About Adams Falls
Adams Falls was a very popular waterfall that gave me my waterfall excuse to spend a little more time around Grand Lake in the western side of Rocky Mountain National Park.
It was essentially a tumbling cascade with a cumulative drop of around 50-60ft on the East Inlet, which was one of the major streams feeding the namesake Grand Lake.
I suspect that a big reason for this waterfall’s popularity was that it only required a short hike (just under a half-mile; or under a mile round-trip) to reach.
The hike started from the spacious East Inlet Trailhead Parking Lot (see directions below), where I then followed a fence-lined trail as it climbed gently.
The trail then passed ditched the fences and passed between trees and rocks defining the path as it continued its gentle climb.
After about 0.3 miles, I reached a signed trail junction where I kept right to go straight to the busy overlook of Adams Falls in another 250ft or so.
From the sanctioned lookout, I was able to peer directly at the tumbling cascade as it then twisted and tumbled some more to the right.
I noticed that it was possible to scramble in that direction around the end of the fencing of the official lookout to get a more angled and comprehensive look at the twisted part of the cascade.

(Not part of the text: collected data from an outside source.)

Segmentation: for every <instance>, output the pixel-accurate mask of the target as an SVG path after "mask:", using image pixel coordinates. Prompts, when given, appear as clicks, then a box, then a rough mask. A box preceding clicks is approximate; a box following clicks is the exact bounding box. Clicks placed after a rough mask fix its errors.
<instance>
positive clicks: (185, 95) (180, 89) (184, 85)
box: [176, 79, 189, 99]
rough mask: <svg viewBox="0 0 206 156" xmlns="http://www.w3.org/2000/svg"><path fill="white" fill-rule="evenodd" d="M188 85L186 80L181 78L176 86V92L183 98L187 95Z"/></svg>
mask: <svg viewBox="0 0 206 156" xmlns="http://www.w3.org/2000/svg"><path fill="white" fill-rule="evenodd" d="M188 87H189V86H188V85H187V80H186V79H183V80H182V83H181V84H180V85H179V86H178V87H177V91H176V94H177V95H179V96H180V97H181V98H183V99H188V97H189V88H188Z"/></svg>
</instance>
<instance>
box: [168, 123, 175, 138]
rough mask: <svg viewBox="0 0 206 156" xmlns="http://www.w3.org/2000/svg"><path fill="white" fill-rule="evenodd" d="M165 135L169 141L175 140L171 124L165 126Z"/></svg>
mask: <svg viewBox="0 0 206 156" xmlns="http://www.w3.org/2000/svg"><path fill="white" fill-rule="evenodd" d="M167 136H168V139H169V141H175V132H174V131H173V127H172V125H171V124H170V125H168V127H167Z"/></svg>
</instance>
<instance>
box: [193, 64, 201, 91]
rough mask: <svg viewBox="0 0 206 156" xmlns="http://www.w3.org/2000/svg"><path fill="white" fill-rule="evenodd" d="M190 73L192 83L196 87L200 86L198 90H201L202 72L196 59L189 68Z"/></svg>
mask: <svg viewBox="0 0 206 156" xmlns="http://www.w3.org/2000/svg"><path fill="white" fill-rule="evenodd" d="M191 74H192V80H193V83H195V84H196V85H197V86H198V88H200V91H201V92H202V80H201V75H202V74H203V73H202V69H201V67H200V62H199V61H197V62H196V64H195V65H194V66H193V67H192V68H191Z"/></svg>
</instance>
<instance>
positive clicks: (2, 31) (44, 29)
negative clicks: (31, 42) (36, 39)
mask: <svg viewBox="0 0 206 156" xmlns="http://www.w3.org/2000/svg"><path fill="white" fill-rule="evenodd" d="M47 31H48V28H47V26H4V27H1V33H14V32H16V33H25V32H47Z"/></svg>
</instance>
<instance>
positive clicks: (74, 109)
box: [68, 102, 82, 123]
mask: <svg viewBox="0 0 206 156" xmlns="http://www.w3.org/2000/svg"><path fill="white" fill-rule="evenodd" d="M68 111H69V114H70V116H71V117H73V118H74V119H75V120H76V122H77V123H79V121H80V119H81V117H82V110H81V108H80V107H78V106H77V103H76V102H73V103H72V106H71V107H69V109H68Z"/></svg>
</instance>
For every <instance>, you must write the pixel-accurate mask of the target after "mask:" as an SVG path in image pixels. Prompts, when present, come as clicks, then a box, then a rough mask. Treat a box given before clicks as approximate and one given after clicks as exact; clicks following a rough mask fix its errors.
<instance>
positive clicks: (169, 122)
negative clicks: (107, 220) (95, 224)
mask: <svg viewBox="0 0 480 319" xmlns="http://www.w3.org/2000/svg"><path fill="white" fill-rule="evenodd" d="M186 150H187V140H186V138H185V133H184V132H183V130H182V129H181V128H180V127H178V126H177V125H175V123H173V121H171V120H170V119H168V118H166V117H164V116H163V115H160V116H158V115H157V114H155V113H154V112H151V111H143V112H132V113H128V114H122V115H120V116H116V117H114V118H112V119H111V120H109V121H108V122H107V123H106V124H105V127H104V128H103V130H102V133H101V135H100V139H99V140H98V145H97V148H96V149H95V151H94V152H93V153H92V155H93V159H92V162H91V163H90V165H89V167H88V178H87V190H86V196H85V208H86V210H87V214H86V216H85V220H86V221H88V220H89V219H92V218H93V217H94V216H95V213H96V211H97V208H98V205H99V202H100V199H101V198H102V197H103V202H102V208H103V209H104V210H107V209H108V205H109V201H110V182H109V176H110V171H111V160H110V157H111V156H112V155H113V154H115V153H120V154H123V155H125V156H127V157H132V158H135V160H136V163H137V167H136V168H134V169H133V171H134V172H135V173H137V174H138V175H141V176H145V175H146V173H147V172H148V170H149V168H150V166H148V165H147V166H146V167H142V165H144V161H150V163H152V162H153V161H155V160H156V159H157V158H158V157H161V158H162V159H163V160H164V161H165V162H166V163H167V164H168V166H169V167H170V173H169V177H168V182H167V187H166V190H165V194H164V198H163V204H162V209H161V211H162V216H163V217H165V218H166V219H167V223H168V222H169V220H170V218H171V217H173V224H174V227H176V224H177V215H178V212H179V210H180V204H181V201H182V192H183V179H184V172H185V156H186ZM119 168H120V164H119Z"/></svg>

After having my fill of these vantage points, I then continued on the short loop that followed the East Inlet further upstream before veering left and rejoining the main East Inlet Trail.
From that junction, I then headed back to the East Inlet Trailhead Parking Lot to complete this nearly one-mile round-trip hike.
Overall, it took me about 30 minutes to complete this hike, but my pace was hastened due to the onset of some pretty heavy rain when I was at the overlook.
One thing to note about this part of Rocky Mountain National Park was that there was no entrance booth before this trailhead.
So technically, the COVID-19 reservation system didn’t apply to this trail as of my late July 2020 visit.
Adams Falls resides in the Rocky Mountain National Park near the city of Grand Lake in Grand County, Colorado. It is administered by the National Park Service. For information or inquiries about the area as well as current conditions, visit their website.
Adams Falls was just east of the town of Grand Lake. So in order to reach this town, it’s pretty straightforward to route to here using your favorite routing app or software.
The only catch is that if you’re intending to drive between Estes Park and Grand Lake via the Trail Ridge Road, you may need advanced reservations to go on that road if restrictive measures are in place (like the COVID-19 system that started in June 2020).
Anyways, assuming you’re at the junction of US34 and Road 278 (West Portal Road) to the west of Grand Lake, you just have to drive about 2 miles to the East Inlet Trailhead.
While going east on West Portal Road, there’s a potentially confusing fork in the road where Grand Ave split with the West Portal Road about a quarter-mile in.
I learned that it was best to keep left at this fork because Grand Ave would take you right into the heart of the town of Grand Lake.
So assuming you stay on the 278 by keeping left at the split with Grand Ave, there’s another tricky part at the intersection of West Portal Road with Garfield Street.
At this intersection, eastbound traffic (i.e. going to Adams Falls) actually has to stop because traffic to and from Garfield Street have the right-of-way (i.e. they don’t stop).
Other than these potential pitfalls, reaching the East Inlet Trailhead was actually quite straightforward.
For context, Grand Lake was 69 miles (about 90 minutes without traffic) north of Idaho Springs, 101 miles (over 2 hours drive without traffic) northwest of Denver, about 47 miles (about 90 minutes drive with tolls required) southwest of Estes Park, 83 miles (about 2.5 hours drive without delays) northwest of Boulder, 88 miles (2.5 hours drive) west of Fort Collins, and 134 miles (over 3 hours drive) southwest of Cheyenne, Wyoming.